船用Q235碳钢的海洋微藻附着诱导微生物腐蚀特性
Microbiologically Influenced Corrosion Characteristics of Marine Q235 Carbon Steel Induced by Attachment of Marine Microalgae
摘 要
研究了在含三角褐指藻的人工海水(含藻海水)中,循环光照12 h/黑暗12 h、光照、黑暗条件下船用Q235碳钢的腐蚀行为,以及腐蚀7 d后的电化学性能,并与无藻海水中的进行了对比,分析了三角褐指藻的生命活动对碳钢腐蚀行为的影响。

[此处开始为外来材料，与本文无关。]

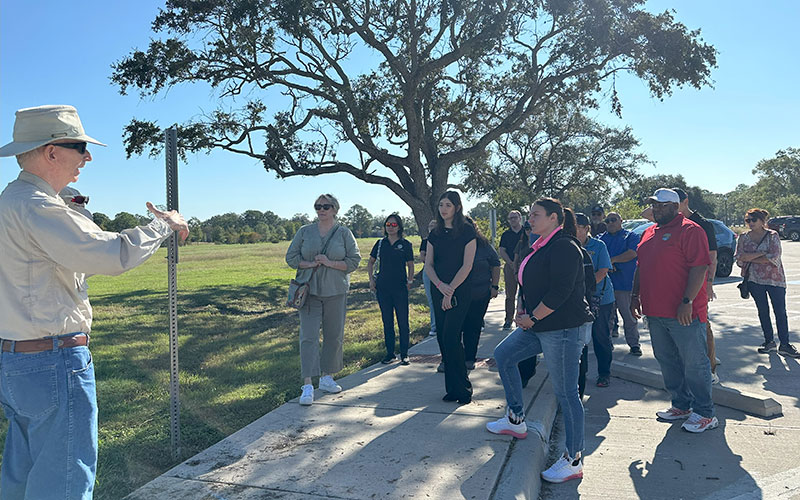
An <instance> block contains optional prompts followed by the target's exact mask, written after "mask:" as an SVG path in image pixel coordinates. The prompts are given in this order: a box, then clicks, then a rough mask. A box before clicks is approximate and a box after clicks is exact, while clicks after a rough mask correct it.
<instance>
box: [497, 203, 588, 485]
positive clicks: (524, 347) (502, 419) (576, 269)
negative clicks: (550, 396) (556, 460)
mask: <svg viewBox="0 0 800 500" xmlns="http://www.w3.org/2000/svg"><path fill="white" fill-rule="evenodd" d="M528 221H529V222H530V224H531V228H532V230H533V232H534V233H535V234H538V235H539V238H538V239H537V240H536V241H535V242H534V243H533V245H532V247H531V248H532V249H533V252H532V253H531V254H529V255H528V256H527V257H526V258H525V260H523V261H522V264H521V265H520V269H519V271H518V272H517V278H518V280H519V283H520V290H521V291H522V298H521V300H520V301H519V302H518V304H517V316H516V317H515V318H514V321H515V322H516V324H517V326H518V328H517V329H516V330H514V331H513V332H511V334H510V335H509V336H508V337H506V338H505V339H504V340H503V341H502V342H500V344H498V346H497V347H496V348H495V351H494V357H495V360H496V361H497V367H498V369H499V372H500V378H501V379H502V381H503V388H504V389H505V393H506V402H507V403H508V410H507V412H506V416H505V417H503V418H501V419H499V420H497V421H496V422H490V423H488V424H487V425H486V427H487V429H488V430H489V431H490V432H493V433H495V434H511V435H512V436H515V437H517V438H524V437H525V436H526V435H527V426H526V425H525V413H524V408H523V406H522V381H521V379H520V375H519V369H518V368H517V365H518V364H519V362H520V361H522V360H524V359H527V358H530V357H531V356H534V355H536V354H539V353H543V354H544V360H545V363H546V364H547V369H548V372H549V373H550V381H551V382H552V384H553V391H554V392H555V394H556V397H557V398H558V401H559V404H560V405H561V411H562V413H563V416H564V427H565V434H566V448H567V449H566V452H565V453H564V455H563V456H562V457H561V458H559V460H558V461H556V463H554V464H553V465H552V466H551V467H550V468H549V469H547V470H546V471H544V472H542V478H543V479H545V480H546V481H550V482H557V483H560V482H564V481H568V480H570V479H577V478H581V477H583V465H582V463H581V456H580V455H581V452H582V451H583V405H582V404H581V400H580V397H579V396H578V366H579V362H580V356H581V350H582V348H583V342H582V340H581V338H580V330H581V327H582V326H583V325H584V324H585V323H587V322H590V321H592V315H591V313H590V312H589V304H588V303H587V302H586V299H585V284H584V271H583V254H582V252H581V244H580V242H579V241H578V240H577V239H576V238H575V217H574V215H573V213H572V211H570V210H569V209H565V208H563V207H562V206H561V203H560V202H559V201H558V200H554V199H552V198H543V199H540V200H537V201H536V202H535V203H534V204H533V205H531V211H530V216H529V218H528Z"/></svg>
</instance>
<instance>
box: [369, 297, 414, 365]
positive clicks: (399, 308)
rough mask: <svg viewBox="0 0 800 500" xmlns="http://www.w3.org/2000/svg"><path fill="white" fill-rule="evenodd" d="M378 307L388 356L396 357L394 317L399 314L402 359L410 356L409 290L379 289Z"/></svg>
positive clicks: (400, 353)
mask: <svg viewBox="0 0 800 500" xmlns="http://www.w3.org/2000/svg"><path fill="white" fill-rule="evenodd" d="M376 295H377V298H378V305H379V306H380V308H381V318H382V319H383V339H384V342H385V344H386V356H387V357H389V356H394V340H395V336H394V315H395V314H397V331H398V333H399V334H400V357H401V358H404V357H406V356H408V336H409V327H408V289H407V288H406V287H378V290H377V293H376Z"/></svg>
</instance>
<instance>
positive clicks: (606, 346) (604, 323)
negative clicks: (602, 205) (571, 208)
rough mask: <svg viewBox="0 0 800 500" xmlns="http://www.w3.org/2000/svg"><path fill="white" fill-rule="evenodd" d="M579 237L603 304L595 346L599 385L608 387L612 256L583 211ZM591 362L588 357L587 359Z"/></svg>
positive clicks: (596, 319) (600, 312)
mask: <svg viewBox="0 0 800 500" xmlns="http://www.w3.org/2000/svg"><path fill="white" fill-rule="evenodd" d="M575 222H576V226H577V227H576V232H577V235H576V236H577V238H578V240H579V241H580V242H581V245H583V248H584V249H585V250H586V252H587V253H588V254H589V255H590V256H591V257H592V265H593V267H594V273H595V283H596V289H595V297H596V300H597V299H599V307H598V309H597V312H596V317H595V320H594V323H592V347H594V355H595V357H596V358H597V387H608V384H609V383H610V381H611V379H610V377H611V350H612V349H613V346H612V344H611V331H610V326H611V314H612V313H613V312H614V285H613V284H612V283H611V279H610V278H609V277H608V271H609V270H610V269H611V257H610V256H609V255H608V249H607V248H606V244H605V243H603V242H602V241H600V240H599V239H597V238H592V237H591V236H589V232H590V230H591V221H590V220H589V218H588V217H587V216H586V215H585V214H582V213H577V214H575ZM587 361H588V359H587Z"/></svg>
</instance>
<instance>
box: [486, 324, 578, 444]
mask: <svg viewBox="0 0 800 500" xmlns="http://www.w3.org/2000/svg"><path fill="white" fill-rule="evenodd" d="M581 328H582V327H580V326H579V327H575V328H567V329H564V330H554V331H549V332H535V333H534V332H533V331H530V330H523V329H522V328H517V329H516V330H514V331H513V332H511V333H510V334H509V335H508V337H506V338H505V339H503V341H502V342H500V343H499V344H497V347H495V349H494V358H495V361H497V368H498V370H499V372H500V379H501V380H502V381H503V389H505V392H506V402H507V403H508V407H509V408H510V409H511V410H512V411H513V412H514V413H515V414H517V415H520V416H523V417H524V416H525V409H524V408H523V407H522V380H521V379H520V375H519V369H518V368H517V365H518V364H519V362H520V361H522V360H524V359H527V358H530V357H532V356H535V355H537V354H539V353H544V362H545V364H546V365H547V370H548V371H549V372H550V382H551V383H552V384H553V392H555V394H556V397H557V398H558V402H559V404H560V405H561V412H562V414H563V417H564V427H565V433H566V438H567V439H566V441H567V452H568V453H569V456H571V457H574V456H576V455H577V454H578V453H579V452H581V451H583V404H581V400H580V397H578V369H579V367H578V365H579V361H580V356H581V351H582V350H583V343H582V341H581V339H580V335H579V333H580V330H581Z"/></svg>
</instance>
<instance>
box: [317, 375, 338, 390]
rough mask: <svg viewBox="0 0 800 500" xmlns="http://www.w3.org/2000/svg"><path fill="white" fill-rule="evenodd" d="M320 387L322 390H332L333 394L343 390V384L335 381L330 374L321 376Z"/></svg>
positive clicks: (320, 377)
mask: <svg viewBox="0 0 800 500" xmlns="http://www.w3.org/2000/svg"><path fill="white" fill-rule="evenodd" d="M319 388H320V390H322V391H325V392H330V393H331V394H336V393H337V392H342V386H340V385H339V384H337V383H336V382H334V381H333V377H331V376H330V375H325V376H324V377H320V378H319Z"/></svg>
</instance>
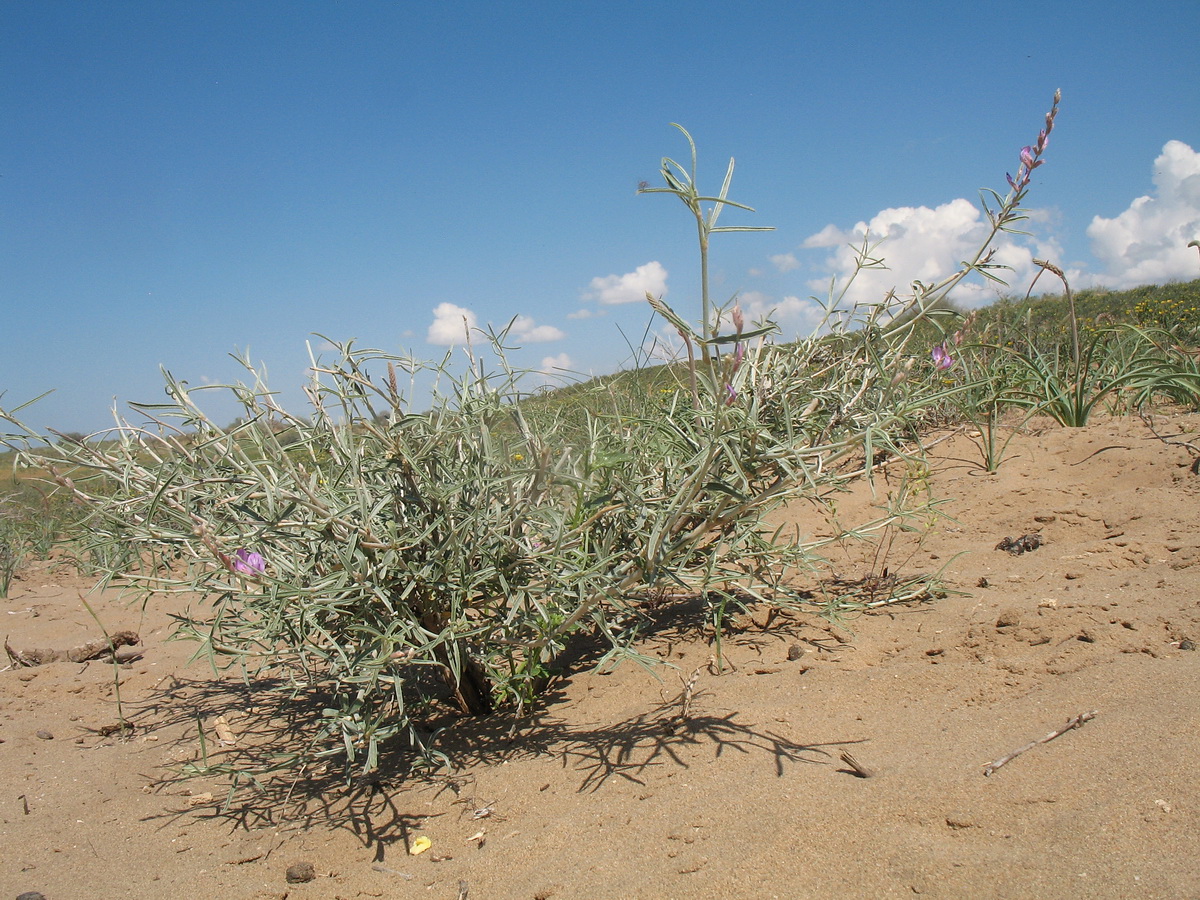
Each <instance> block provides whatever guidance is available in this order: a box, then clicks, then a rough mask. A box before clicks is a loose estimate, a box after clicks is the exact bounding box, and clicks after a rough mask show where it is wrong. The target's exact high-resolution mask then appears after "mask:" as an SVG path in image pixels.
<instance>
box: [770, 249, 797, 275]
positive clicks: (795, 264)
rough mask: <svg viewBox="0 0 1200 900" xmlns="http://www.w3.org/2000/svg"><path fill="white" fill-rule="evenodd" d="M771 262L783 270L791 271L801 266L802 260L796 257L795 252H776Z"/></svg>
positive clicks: (770, 257) (778, 268) (772, 264)
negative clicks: (774, 255)
mask: <svg viewBox="0 0 1200 900" xmlns="http://www.w3.org/2000/svg"><path fill="white" fill-rule="evenodd" d="M770 262H772V265H774V266H775V268H776V269H779V271H781V272H790V271H794V270H796V269H799V268H800V260H799V259H797V258H796V254H794V253H776V254H775V256H773V257H770Z"/></svg>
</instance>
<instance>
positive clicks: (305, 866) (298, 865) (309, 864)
mask: <svg viewBox="0 0 1200 900" xmlns="http://www.w3.org/2000/svg"><path fill="white" fill-rule="evenodd" d="M287 877H288V884H305V883H307V882H310V881H312V880H313V878H316V877H317V870H316V869H314V868H313V865H312V863H296V864H295V865H289V866H288V875H287Z"/></svg>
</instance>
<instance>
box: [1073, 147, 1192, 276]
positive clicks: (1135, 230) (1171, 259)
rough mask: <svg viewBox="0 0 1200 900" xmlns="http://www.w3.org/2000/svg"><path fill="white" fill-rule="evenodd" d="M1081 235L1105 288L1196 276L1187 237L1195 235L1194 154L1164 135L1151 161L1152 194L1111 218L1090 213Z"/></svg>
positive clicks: (1190, 236) (1191, 249)
mask: <svg viewBox="0 0 1200 900" xmlns="http://www.w3.org/2000/svg"><path fill="white" fill-rule="evenodd" d="M1087 236H1088V238H1090V239H1091V241H1092V253H1093V254H1094V256H1096V258H1097V259H1099V260H1100V263H1102V264H1103V265H1104V268H1105V270H1106V272H1105V275H1104V276H1102V278H1103V281H1104V284H1105V286H1108V287H1111V288H1117V289H1120V288H1129V287H1135V286H1138V284H1154V283H1162V282H1168V281H1174V280H1181V281H1182V280H1189V278H1194V277H1196V275H1198V274H1200V271H1198V269H1196V262H1198V258H1196V251H1195V247H1188V241H1193V240H1198V239H1200V154H1198V152H1196V151H1195V150H1193V149H1192V148H1190V146H1188V145H1187V144H1184V143H1183V142H1181V140H1168V142H1166V144H1165V145H1164V146H1163V152H1162V154H1160V155H1159V157H1158V158H1157V160H1154V196H1153V197H1139V198H1138V199H1135V200H1134V202H1133V203H1130V204H1129V208H1128V209H1127V210H1126V211H1124V212H1122V214H1121V215H1118V216H1116V217H1115V218H1104V217H1103V216H1096V217H1094V218H1093V220H1092V224H1090V226H1088V227H1087Z"/></svg>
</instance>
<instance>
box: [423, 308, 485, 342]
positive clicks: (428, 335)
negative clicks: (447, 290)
mask: <svg viewBox="0 0 1200 900" xmlns="http://www.w3.org/2000/svg"><path fill="white" fill-rule="evenodd" d="M476 322H478V319H476V317H475V313H473V312H472V311H470V310H468V308H466V307H462V306H455V305H454V304H438V305H437V306H436V307H434V310H433V322H432V323H431V324H430V331H428V334H427V335H426V336H425V340H426V341H428V342H430V343H432V344H437V346H438V347H452V346H455V344H460V343H467V341H468V340H469V338H470V331H472V330H473V329H474V328H475V325H476Z"/></svg>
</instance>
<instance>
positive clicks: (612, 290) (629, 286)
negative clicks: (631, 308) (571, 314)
mask: <svg viewBox="0 0 1200 900" xmlns="http://www.w3.org/2000/svg"><path fill="white" fill-rule="evenodd" d="M589 287H590V288H592V289H590V290H589V292H588V293H586V294H584V295H583V298H584V299H586V300H596V301H598V302H601V304H605V305H606V306H612V305H614V304H634V302H643V301H644V300H646V295H647V293H649V294H654V296H666V293H667V270H666V269H665V268H664V266H662V264H661V263H659V262H658V260H652V262H649V263H647V264H646V265H640V266H637V269H635V270H634V271H631V272H625V274H624V275H605V276H602V277H601V276H596V277H595V278H593V280H592V283H590V286H589Z"/></svg>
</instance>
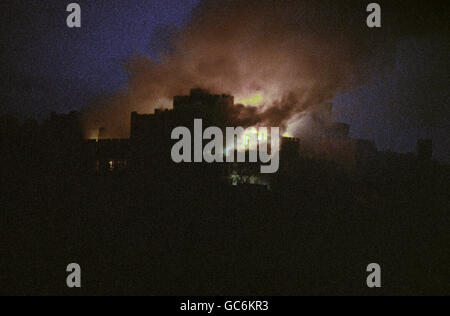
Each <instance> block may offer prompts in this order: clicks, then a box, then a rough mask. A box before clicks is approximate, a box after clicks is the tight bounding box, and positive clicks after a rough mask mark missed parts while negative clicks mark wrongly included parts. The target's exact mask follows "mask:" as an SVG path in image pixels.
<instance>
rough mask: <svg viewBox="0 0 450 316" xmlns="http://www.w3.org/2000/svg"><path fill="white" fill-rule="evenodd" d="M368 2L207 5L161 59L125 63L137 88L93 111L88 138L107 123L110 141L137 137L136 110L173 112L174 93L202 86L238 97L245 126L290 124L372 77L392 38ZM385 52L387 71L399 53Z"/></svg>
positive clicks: (91, 110)
mask: <svg viewBox="0 0 450 316" xmlns="http://www.w3.org/2000/svg"><path fill="white" fill-rule="evenodd" d="M366 6H367V3H366V2H364V1H362V2H361V1H342V2H341V1H339V2H337V1H329V0H311V1H310V0H245V1H243V0H219V1H211V0H204V1H201V2H200V4H199V6H198V7H197V8H196V9H195V10H194V12H193V14H192V18H191V20H190V22H189V23H188V24H187V25H185V26H184V27H183V29H182V30H179V31H178V32H173V31H171V32H170V39H169V40H168V44H169V45H168V46H167V49H166V50H165V51H163V52H162V53H161V55H160V56H159V58H158V59H157V60H155V59H153V58H152V57H150V56H146V55H143V54H140V55H135V56H133V57H132V58H130V60H128V61H127V63H126V66H125V69H126V71H127V73H128V75H129V81H128V83H127V86H126V87H125V88H124V89H122V90H120V91H118V92H116V93H114V94H112V95H108V96H101V97H98V98H96V99H95V100H92V102H91V103H90V104H89V105H88V106H87V107H85V109H84V111H83V112H84V125H85V131H86V137H90V136H91V135H94V134H95V131H96V130H98V128H100V127H104V128H105V130H106V133H107V134H108V137H127V136H128V134H129V123H130V112H132V111H138V112H140V113H152V112H153V110H154V109H155V108H159V107H162V106H163V107H168V106H170V100H171V98H172V97H173V96H174V95H183V94H188V93H189V90H190V89H191V88H194V87H201V88H205V89H208V90H210V91H211V92H215V93H228V94H231V95H233V96H235V97H236V103H237V105H236V106H235V109H234V110H235V111H234V112H235V113H234V115H235V118H237V119H239V120H240V121H241V122H242V123H243V125H253V124H265V125H266V126H280V127H283V128H287V127H288V126H289V125H290V124H295V122H296V121H298V120H299V119H300V118H302V117H304V116H305V115H307V114H308V113H310V112H311V111H314V110H315V109H316V107H317V106H319V105H321V104H323V103H325V102H327V101H329V100H331V99H332V98H333V97H334V96H335V95H336V93H338V92H340V91H346V90H348V89H351V88H352V87H355V86H356V85H358V84H360V83H362V82H365V81H366V80H367V78H369V77H370V72H371V71H373V69H374V67H372V66H369V65H370V64H369V61H370V60H371V58H372V57H373V55H374V54H380V52H381V51H383V50H381V49H380V47H383V48H385V47H389V45H388V43H387V42H389V40H390V39H389V38H388V37H386V33H380V31H377V30H373V29H369V28H368V27H367V26H366V17H367V13H366V10H365V9H366ZM171 30H172V29H171ZM374 43H376V44H374ZM150 44H151V45H154V43H150ZM163 46H164V45H163ZM383 54H384V56H385V57H384V58H386V60H385V61H387V62H386V63H383V65H384V66H385V65H389V53H388V52H387V51H383ZM375 68H376V67H375ZM248 100H250V101H248ZM240 103H241V104H240Z"/></svg>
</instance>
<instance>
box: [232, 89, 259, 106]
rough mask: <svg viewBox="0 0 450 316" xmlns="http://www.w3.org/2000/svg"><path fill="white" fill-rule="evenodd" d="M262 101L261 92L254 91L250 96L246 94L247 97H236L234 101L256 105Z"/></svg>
mask: <svg viewBox="0 0 450 316" xmlns="http://www.w3.org/2000/svg"><path fill="white" fill-rule="evenodd" d="M262 101H263V96H262V94H261V93H259V92H258V93H256V94H254V95H251V96H247V97H243V98H238V99H237V100H236V102H237V103H238V104H243V105H245V106H247V105H258V104H260V103H261V102H262Z"/></svg>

结果表明:在含藻海水中,光照条件下,氧气的去极化反应占主导,碳钢表面发生点蚀,腐蚀产物主要为γ-FeOOH;黑暗条件下,CO2腐蚀导致碳钢表面发生均匀腐蚀,腐蚀产物主要为FeCO3;循环光照12 h/黑暗12 h条件下两种腐蚀方式共同作用,腐蚀产物由γ-FeOOH、Fe3O4和FeCO3组成;与在无藻海水中浸泡7 d后的相比,在含藻海水中,不同光照条件下浸泡7 d后,碳钢的电荷转移电阻减小,自腐蚀电流密度增大。
微生物腐蚀
三角褐指藻
电化学
表面形貌
carbon steel
microbial influenced corrosion
Phaeodactylum tricornutum
electrochemical
surface morphology
Abstract
The corrosion behavior of marine Q235 carbon steel in artificial seawater with Phaeodactylum tricornutum (seawater with algae) under cyclic light 12 h/dark 12 h, continuous light, and continuous dark conditions, and the electrochemistry performance after corrosion for 7 days were studied, compared with that in the seawater without algae. The effects of the life activity of Phaeodactylum tricornutum on the corrosion behavior of carbon steel were analyzed. The results show that in the seawater with algae, the depolarization reaction of oxygen was dominant under continuous light condition, resulting in pitting on the carbon steel surface, and the corrosion product was γ-FeOOH. Under the condition of continuous dark, carbon dioxide corrosion caused uniform corrosion of Q235 carbon steel surface, and the corrosion product was FeCO3. The two types of corrosion methods were combined under the cyclic light 12 h/dark 12 h condition, and the corrosion products consisted of γ-FeOOH, Fe3O4 and FeCO3. In the seawater with algae, the charge transfer resistance of carbon steel decreased and the self-corrosion current density increased after immersion under different light conditions for 7 days, compared with that in the seawater without algae.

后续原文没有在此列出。